Pe José Medeiros Constância– Há dois movimentos: as famílias que estão na paróquia, nas ouvidorias, na ilha e depois na Diocese e este é o movimento mais importante porque tem origem na família. Dá a voz às famílias e pergunta-lhes o que é que elas querem. Este é o maior desafio. Não tenho dúvidas de que a maioria das famílias açorianas é católica e, isso, manifesta-se numa caminhada marcada pela celebração de alguns sacramentos.O problema é que, depois, não há ação fora da família. Ou seja, não há um trabalho fora de casa, enquanto igreja para além da chamada igreja doméstica.

Outra vertente do nosso trabalho é no sentido inverso, ou seja, da diocese para a base. E, neste capítulo, quando damos orientações já estamos a ter em conta aquilo que são as pretensões concretas da família. Por isso, é que a organização territorial é tão importante: arranjar um casal de ligação em cada paróquia, em cada ouvidoria. Daí que eu tenha chamado as duas formas de organização de “Açores +165” e “Açores +16”.

 Sítio Informativo Igreja Açores– Qual é a matriz principal do plano de ação?

Pe José Medeiros Constãncia- É, sobretudo, ir ao encontro daquilo que é a vontade da família. Hoje os problemas das famílias açorianas não são muito diferentes dos problemas das famílias noutras partes do país. Algumas estão a lutar pela sua sobrevivência material e aí a intervenção é ao nível da satisfação das necessidades básicas. E, desse ponto de vista, podemos dizer-lhes a partir do Evangelho, que ele cria caminho para a promoção humana. E por isso, a mensagem é de que não se resignem e que lutem por melhores condições; nós cá estamos para lutar ao seu lado.

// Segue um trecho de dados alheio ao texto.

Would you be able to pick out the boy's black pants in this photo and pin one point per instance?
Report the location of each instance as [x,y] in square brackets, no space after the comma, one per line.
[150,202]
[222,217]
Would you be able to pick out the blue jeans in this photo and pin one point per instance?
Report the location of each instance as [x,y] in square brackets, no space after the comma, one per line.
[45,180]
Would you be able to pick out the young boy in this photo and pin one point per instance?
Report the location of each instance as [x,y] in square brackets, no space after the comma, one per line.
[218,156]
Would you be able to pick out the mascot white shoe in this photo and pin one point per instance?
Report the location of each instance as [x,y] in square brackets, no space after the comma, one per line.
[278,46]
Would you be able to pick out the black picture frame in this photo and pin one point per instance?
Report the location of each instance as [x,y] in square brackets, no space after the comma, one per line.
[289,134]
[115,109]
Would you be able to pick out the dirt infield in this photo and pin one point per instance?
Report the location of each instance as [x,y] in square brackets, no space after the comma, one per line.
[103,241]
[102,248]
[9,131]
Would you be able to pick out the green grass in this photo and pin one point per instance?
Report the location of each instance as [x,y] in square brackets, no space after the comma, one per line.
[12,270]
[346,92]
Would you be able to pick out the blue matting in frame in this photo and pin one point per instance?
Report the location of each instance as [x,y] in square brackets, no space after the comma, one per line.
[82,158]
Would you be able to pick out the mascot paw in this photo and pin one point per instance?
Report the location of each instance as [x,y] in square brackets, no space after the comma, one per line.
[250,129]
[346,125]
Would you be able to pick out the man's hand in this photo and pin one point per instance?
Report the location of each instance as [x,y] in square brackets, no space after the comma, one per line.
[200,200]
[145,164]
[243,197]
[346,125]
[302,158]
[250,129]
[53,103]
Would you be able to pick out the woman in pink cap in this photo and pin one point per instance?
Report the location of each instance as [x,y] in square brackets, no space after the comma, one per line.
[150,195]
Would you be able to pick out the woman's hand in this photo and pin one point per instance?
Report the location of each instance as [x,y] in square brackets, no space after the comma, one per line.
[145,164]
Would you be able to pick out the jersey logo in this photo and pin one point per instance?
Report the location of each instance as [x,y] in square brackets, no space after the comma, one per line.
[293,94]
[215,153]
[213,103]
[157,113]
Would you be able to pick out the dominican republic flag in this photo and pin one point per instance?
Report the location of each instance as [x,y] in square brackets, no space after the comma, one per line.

Outras, certamente, gritarão que a família está cheia de conflitos geracionais. Alguns deles agravados com o regresso a casa dos filhos casados, pela degradação das suas condições materiais. Não é só um conflito entre pais e filhos em crescimento; é , também, um problema de pais e filhos que têm de reaprender a viver juntos. Este é um problema muito candente: várias gerações a viverem debaixo do mesmo teto.

Finalmente há um problema de vivência religiosa. Nós temos um fundo religioso grande com uma dimensão cristã acentuada mas sem uma vivência plena do Evangelho…

 

Sítio Informativo Igreja Açores- Isso também se promove através da catequese familiar. E a diocese, a este nível, tem trabalhado pouco…

Pe José Medeiros Constância- O problema pode ser colocado de outra forma: quem é que ativa esta catequese familiar? Têm de ser as famílias….

Sítio Informativo Igreja Açores- Então estamos numa equação que não tem solução, pois a familia tendo tantos problemas certamente não vai enveredar por este caminho?…

Pe José Medeiros Constância- Tem que haver uma maior insistência e, sobretudo, uma maior articulação entre os vários serviços diocesanos que trabalham esta problemática da família.

 

Sítio Informativo Igreja Açores- Mas isso não deveria ter sido feito já?

Pe José Medeiros Constância– E está a ser feito. Há muitas familias que destinam parte do seu tempo a ir ao encontro de outras familias; temos grupos de reflexão, movimentos e essa é uma resposta concreta. Depois a catequese está organizada de forma a satisfazer aquilo que a família quer em termos catequêticos. As familias querem que as crianças tenham catequese; a paróquia fornece esse serviço. As familias querem que os seus filhos sejam batizados, façam o percuso catequètico até ao sacramento do crisma, depois sejam casados. Esta organização a Igreja, enquanto estrutura, já providencia através das paróquias. A outro nível mais formativo, da família no seu cojunto, bom… se calhar temos de melhorar qualquer coisa.

 

Sítio Informativo Igreja Açores- Então está tudo bem… as familias querem um “serviço” que a paróquia dá. Assim nunca mais envolvemos as familias verdadeiramente para que elas sejam solução para os seus próprios problemas, sobretudo ao nivel da vivência da fé.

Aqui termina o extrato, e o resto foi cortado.